I’ve noticed the last couple of weeks that it’s really REALLY hot, and that I’ve been struggling to post anywhere near five times a week.  Combined with the fact that my lil’ heart is in year-round school and only gets six weeks of summer, and we are down two of those weeks already, I’ve decided that I’m not going to stress about posting this month.  She’ll be back in school August 1st, and until then, I want us to have a fun, schedule-free summer.  I will be posting over the next four weeks, just not on a schedule or five times a week!  There, I feel better already! :)

We got a new addition to our family this week – my daughter got her very own kitten.  It’s been about 13 years since I’ve had a baby animal around the house –  most of ours are rescues, either from the shelter or from being a stray, and they weren’t babies.  This little guy is just now 9 weeks old, and he’s the cutest thing (maybe ever)!  He’s bonded with her and cries when she leaves him sometimes.  Not always though – sometimes he’s asleep!

She was walking out the door to go play and he stood up and started talking to her.  She came back and this is what he did.

Because it’s so hot here right now, doing fun stuff outside has to be done before the sun comes up or after it goes down – which really limits available time.  I was planning on starting to run this summer, but I’m afraid I’d have a heat stroke less than a block from my house.  Also, I’m not really good at running, so I need all the help I can get.  The sun beating down on me at 8am isn’t considered the help I need.

I recently discovered a 5K called the Color Run. I really want to do this, and while I’ve done several 5K’s, I’ve never run one.  I would like to run this one – or at least run part of it!  They have some awesome videos of the Color Run that really inspire me to be involved.  Although the race that I want to participate in isn’t until mid-August, it’s still one of my summer goals to train/prepare for this.

We also made a list of other things we wanted to do this summer – we didn’t factor the heat in when we made the list, so some of them we haven’t even attempted.  We have picked wild blackberries and made a cobbler, but other outdoor things (including running), we haven’t done yet.  We are going out to do A-Z photography – we each will have a sheet, and as we drive around (or walk or hike), we will take photos of random things to check off of our list – “A” might be an airplane, “S” might be the big artsy snails in our downtown square.
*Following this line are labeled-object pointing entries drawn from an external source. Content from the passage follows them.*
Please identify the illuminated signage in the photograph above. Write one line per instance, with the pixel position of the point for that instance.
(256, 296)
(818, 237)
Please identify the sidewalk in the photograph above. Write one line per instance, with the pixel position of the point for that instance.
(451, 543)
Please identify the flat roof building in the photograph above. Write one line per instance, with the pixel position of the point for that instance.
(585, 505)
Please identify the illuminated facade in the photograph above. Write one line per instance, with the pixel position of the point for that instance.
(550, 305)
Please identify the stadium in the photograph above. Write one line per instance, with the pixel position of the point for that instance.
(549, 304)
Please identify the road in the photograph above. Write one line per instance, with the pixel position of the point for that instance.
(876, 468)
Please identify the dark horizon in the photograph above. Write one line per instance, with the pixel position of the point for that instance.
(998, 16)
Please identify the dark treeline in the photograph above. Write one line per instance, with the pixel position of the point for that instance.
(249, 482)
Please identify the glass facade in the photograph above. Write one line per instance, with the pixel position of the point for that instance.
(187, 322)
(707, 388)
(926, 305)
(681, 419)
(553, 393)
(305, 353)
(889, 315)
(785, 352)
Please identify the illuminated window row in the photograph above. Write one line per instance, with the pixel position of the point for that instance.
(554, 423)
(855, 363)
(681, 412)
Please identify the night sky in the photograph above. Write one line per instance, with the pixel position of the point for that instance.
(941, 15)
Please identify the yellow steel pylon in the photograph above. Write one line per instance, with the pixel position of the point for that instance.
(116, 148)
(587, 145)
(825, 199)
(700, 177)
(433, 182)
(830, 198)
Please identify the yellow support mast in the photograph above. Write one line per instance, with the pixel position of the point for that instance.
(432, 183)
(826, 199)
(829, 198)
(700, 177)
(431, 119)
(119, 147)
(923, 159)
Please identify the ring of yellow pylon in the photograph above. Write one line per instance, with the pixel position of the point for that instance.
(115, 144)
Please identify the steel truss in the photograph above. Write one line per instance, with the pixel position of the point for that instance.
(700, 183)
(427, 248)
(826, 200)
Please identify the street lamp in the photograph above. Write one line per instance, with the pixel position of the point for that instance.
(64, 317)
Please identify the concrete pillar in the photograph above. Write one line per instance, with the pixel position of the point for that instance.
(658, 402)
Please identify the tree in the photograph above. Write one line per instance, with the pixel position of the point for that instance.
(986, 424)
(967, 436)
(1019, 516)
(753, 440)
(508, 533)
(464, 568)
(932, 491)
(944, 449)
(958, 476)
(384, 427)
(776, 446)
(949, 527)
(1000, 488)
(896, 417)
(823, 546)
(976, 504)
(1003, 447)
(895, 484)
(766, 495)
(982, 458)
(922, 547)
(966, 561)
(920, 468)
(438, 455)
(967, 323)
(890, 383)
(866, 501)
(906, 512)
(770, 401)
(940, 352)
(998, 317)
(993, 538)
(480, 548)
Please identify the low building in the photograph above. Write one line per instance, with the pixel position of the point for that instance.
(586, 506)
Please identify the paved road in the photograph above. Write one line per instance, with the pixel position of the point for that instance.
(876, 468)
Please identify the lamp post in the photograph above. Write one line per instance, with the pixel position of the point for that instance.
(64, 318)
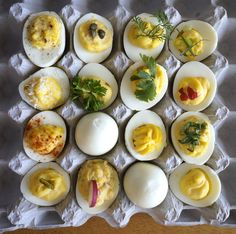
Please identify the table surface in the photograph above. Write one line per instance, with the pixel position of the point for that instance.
(139, 224)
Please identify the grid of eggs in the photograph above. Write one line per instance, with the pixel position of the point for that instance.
(15, 113)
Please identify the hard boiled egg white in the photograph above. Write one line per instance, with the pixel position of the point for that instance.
(215, 185)
(139, 119)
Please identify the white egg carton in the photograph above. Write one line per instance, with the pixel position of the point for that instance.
(15, 211)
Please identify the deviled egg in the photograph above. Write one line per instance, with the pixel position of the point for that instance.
(145, 185)
(95, 86)
(46, 89)
(44, 38)
(144, 84)
(145, 135)
(193, 137)
(96, 133)
(195, 185)
(194, 86)
(193, 40)
(44, 136)
(97, 186)
(93, 38)
(46, 184)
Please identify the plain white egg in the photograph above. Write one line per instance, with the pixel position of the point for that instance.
(24, 187)
(45, 117)
(44, 57)
(128, 95)
(145, 185)
(133, 51)
(139, 119)
(82, 53)
(183, 169)
(53, 72)
(201, 159)
(96, 133)
(195, 69)
(208, 33)
(100, 71)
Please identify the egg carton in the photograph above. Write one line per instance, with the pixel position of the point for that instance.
(15, 211)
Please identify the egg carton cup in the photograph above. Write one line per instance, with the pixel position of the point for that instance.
(17, 212)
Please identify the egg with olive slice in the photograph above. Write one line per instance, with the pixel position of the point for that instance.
(144, 84)
(46, 184)
(193, 137)
(195, 185)
(93, 38)
(46, 89)
(44, 136)
(194, 86)
(135, 43)
(97, 186)
(145, 135)
(193, 40)
(44, 38)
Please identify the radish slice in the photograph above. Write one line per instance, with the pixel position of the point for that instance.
(93, 193)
We also want to go back to the Crystal Bridges Art Museum (we’ve been twice already – see some photos here), paint pottery together, volunteer at the library and a local food bank, play games, read, nap, bake and have movie marathons.  I recently introduced her to the movie “A League of Their Own”, and she loved it!  Of course we want to see new favorites like Brave and Ice Age 4: Continental Drift.

As you can see, we have a lot to do in just four weeks – our agenda for today will include volunteering at the library, sharing a Midnight Truffle Blizzard from Dairy Queen, a bit of reading and math (to stay ready for 3rd grade), and I’d like to teach my lil’ heart how to play Bunco.  Who knows what tomorrow’s plans will be, but I’m thrilled to be spending all day with her!

I will be posting soon with my thoughts (what some people call a review) about Shadow of Night by Deborah Harkness, which I loved!

I hope you are having a wonderful summer!  I know it will fly by!